Adding a New Species¶
stangene is designed to be extensible. Adding support for a new model organism requires three steps.
Step 1: Add a SpeciesConfig¶
In src/stangene/species.py, add an entry to _SPECIES_CONFIGS:
_SPECIES_CONFIGS["rat"] = SpeciesConfig(
name="rat",
ensembl_prefix="ENSRNOG",
transcript_prefix="ENSRNOT",
naming_convention="capitalized", # or "uppercase"
reference_sources={
"rgd": {
"url": "https://download.rgd.mcw.edu/data_release/GENES_RAT.txt",
"description": "RGD rat gene annotations",
},
},
)
If the new species has unique feature classification patterns (e.g., a new Ensembl prefix), add them to CLASSIFICATION_PATTERNS:
CLASSIFICATION_PATTERNS.insert(0, (re.compile(r"^ENSRNOG\d+"), "gene"))
CLASSIFICATION_PATTERNS.insert(0, (re.compile(r"^ENSRNOT\d+"), "transcript"))
Step 2: Implement a reference builder¶
In src/stangene/references.py, add a _build_rat_reference() function:
def _build_rat_reference(config, ref_dir: str) -> None:
"""Build rat reference from RGD gene data."""
url = config.reference_sources["rgd"]["url"]
raw_data = _download_file(url)
checksum = hashlib.sha256(raw_data).hexdigest()
# Parse the source file into a gene_table DataFrame with columns:
# ensembl_id, symbol, alias_symbols, prev_symbols, gene_type, status, source, source_id
gene_table = ... # your parsing logic here
# Build the flattened symbol lookup index
symbol_lookup = _build_symbol_lookup(gene_table, source="RGD")
# Save metadata
metadata = {
"species": "rat",
"download_timestamp": datetime.now(timezone.utc).isoformat(),
"sources": {"rgd": {"url": url, "sha256": checksum, "rows": len(gene_table)}},
"gene_count": len(gene_table),
"lookup_count": len(symbol_lookup),
}
_save_reference(ref_dir, gene_table, symbol_lookup, metadata)
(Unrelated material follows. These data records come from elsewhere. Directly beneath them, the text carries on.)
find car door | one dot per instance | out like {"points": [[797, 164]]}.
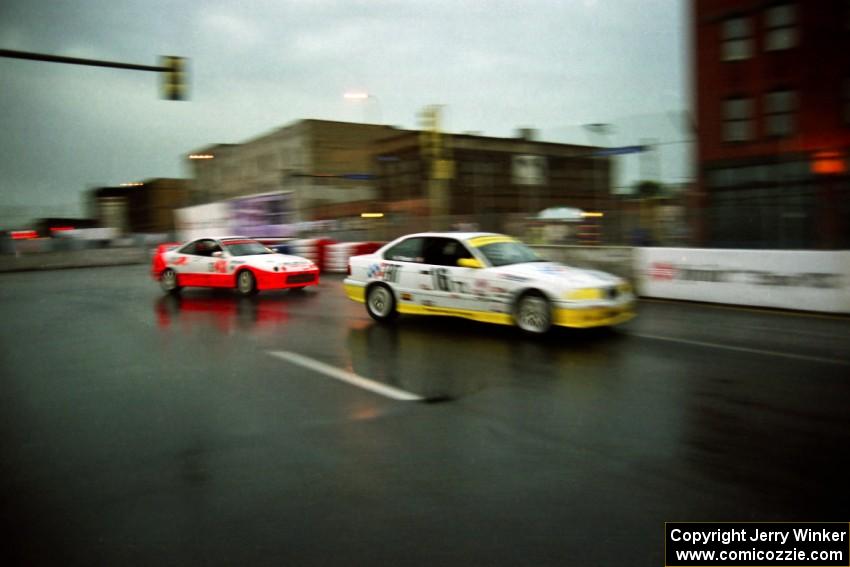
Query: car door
{"points": [[194, 262], [446, 284], [400, 268]]}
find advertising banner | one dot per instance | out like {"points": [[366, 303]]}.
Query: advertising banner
{"points": [[784, 279]]}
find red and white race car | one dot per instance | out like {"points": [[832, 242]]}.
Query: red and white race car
{"points": [[231, 262]]}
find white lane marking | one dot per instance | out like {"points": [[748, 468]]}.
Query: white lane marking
{"points": [[745, 349], [346, 376]]}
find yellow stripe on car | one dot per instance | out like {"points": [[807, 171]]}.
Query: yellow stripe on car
{"points": [[597, 317], [355, 292], [483, 316], [585, 293], [480, 241]]}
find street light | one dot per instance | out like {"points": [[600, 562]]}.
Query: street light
{"points": [[364, 96]]}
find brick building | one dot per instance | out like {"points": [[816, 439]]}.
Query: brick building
{"points": [[492, 179], [772, 84], [323, 162], [144, 208]]}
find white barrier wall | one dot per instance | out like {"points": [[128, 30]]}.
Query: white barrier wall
{"points": [[809, 281]]}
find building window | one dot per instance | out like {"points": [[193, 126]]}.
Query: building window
{"points": [[846, 101], [737, 39], [737, 119], [779, 108], [781, 31]]}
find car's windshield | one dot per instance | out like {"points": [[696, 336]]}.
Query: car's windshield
{"points": [[509, 252], [246, 248]]}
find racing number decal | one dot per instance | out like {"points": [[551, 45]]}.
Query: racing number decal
{"points": [[219, 266], [391, 273], [441, 279], [443, 283]]}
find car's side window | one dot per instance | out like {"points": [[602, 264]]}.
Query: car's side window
{"points": [[441, 251], [189, 248], [201, 248], [409, 250]]}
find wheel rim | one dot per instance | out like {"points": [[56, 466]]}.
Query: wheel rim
{"points": [[169, 279], [245, 283], [533, 315], [379, 301]]}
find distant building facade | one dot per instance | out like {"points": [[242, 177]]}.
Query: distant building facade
{"points": [[144, 208], [490, 179], [772, 84], [323, 162]]}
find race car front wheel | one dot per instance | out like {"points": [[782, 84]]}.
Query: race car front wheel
{"points": [[246, 284], [168, 281], [533, 314], [380, 303]]}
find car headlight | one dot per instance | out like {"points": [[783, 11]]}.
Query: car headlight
{"points": [[584, 294]]}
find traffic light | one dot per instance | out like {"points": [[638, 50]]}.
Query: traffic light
{"points": [[173, 78]]}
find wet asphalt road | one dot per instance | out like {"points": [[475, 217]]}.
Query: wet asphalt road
{"points": [[138, 429]]}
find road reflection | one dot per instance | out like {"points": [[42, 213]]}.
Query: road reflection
{"points": [[442, 359], [223, 312]]}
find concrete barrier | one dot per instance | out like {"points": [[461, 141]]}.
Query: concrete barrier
{"points": [[74, 259], [784, 279]]}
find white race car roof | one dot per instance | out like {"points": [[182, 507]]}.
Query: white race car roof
{"points": [[458, 235]]}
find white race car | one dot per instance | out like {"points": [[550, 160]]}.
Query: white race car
{"points": [[486, 277], [230, 262]]}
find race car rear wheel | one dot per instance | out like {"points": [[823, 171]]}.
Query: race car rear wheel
{"points": [[380, 303], [168, 281], [246, 283], [533, 314]]}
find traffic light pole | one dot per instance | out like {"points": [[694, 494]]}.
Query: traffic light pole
{"points": [[174, 86]]}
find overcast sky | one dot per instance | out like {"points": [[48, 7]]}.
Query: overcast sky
{"points": [[258, 65]]}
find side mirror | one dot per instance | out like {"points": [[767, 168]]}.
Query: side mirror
{"points": [[469, 263]]}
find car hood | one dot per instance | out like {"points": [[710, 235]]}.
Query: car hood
{"points": [[557, 274]]}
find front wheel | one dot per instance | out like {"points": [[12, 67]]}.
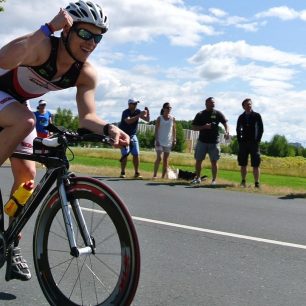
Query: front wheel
{"points": [[107, 277]]}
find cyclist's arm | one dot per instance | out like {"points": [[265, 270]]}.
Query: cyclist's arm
{"points": [[85, 97], [86, 88], [25, 50], [34, 48]]}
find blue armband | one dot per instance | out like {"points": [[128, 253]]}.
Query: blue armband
{"points": [[46, 30]]}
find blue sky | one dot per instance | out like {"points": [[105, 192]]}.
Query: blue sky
{"points": [[185, 51]]}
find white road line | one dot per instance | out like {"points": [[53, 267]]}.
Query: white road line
{"points": [[205, 230]]}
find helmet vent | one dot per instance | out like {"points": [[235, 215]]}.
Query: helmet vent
{"points": [[84, 12]]}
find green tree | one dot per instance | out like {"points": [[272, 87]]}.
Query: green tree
{"points": [[65, 118]]}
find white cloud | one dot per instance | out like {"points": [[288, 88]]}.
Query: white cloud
{"points": [[218, 12], [243, 50], [283, 13]]}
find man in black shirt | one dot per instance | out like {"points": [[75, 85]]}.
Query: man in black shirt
{"points": [[249, 132], [207, 123]]}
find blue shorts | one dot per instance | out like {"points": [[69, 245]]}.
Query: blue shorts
{"points": [[212, 149], [133, 148]]}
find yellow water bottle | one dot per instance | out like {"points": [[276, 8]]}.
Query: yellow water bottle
{"points": [[19, 198]]}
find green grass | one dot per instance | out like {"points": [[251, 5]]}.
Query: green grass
{"points": [[101, 159]]}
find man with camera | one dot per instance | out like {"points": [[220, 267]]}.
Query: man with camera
{"points": [[129, 123], [207, 123]]}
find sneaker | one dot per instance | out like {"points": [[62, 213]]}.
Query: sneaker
{"points": [[17, 267], [243, 184], [196, 181], [137, 175]]}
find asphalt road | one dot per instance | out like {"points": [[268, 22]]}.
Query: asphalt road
{"points": [[201, 246]]}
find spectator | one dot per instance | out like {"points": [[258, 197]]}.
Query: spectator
{"points": [[129, 124], [43, 118], [249, 132], [165, 138], [207, 123]]}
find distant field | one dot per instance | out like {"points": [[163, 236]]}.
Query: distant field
{"points": [[279, 175]]}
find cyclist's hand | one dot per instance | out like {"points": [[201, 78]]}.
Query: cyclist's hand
{"points": [[119, 138], [61, 20]]}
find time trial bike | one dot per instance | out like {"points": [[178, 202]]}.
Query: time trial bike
{"points": [[85, 246]]}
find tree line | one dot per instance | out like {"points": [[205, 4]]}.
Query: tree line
{"points": [[277, 147]]}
Step 3: Register the builder¶
In the build_reference() function, add the dispatch:
elif config.name == "rat":
_build_rat_reference(config, ref_dir)
Key requirements¶
The
gene_tablemust have columns:ensembl_id,symbol,alias_symbols,prev_symbols,gene_type,status,source,source_idensembl_idcan be null for genes without Ensembl annotation;source_idserves as fallbackalias_symbolsandprev_symbolsare pipe-delimited strings_build_symbol_lookup()handles the flattening automatically
Testing¶
Add test fixtures with mock data for your species in tests/test_references.py, following the pattern of the existing human (HGNC) and mouse (MGI) tests.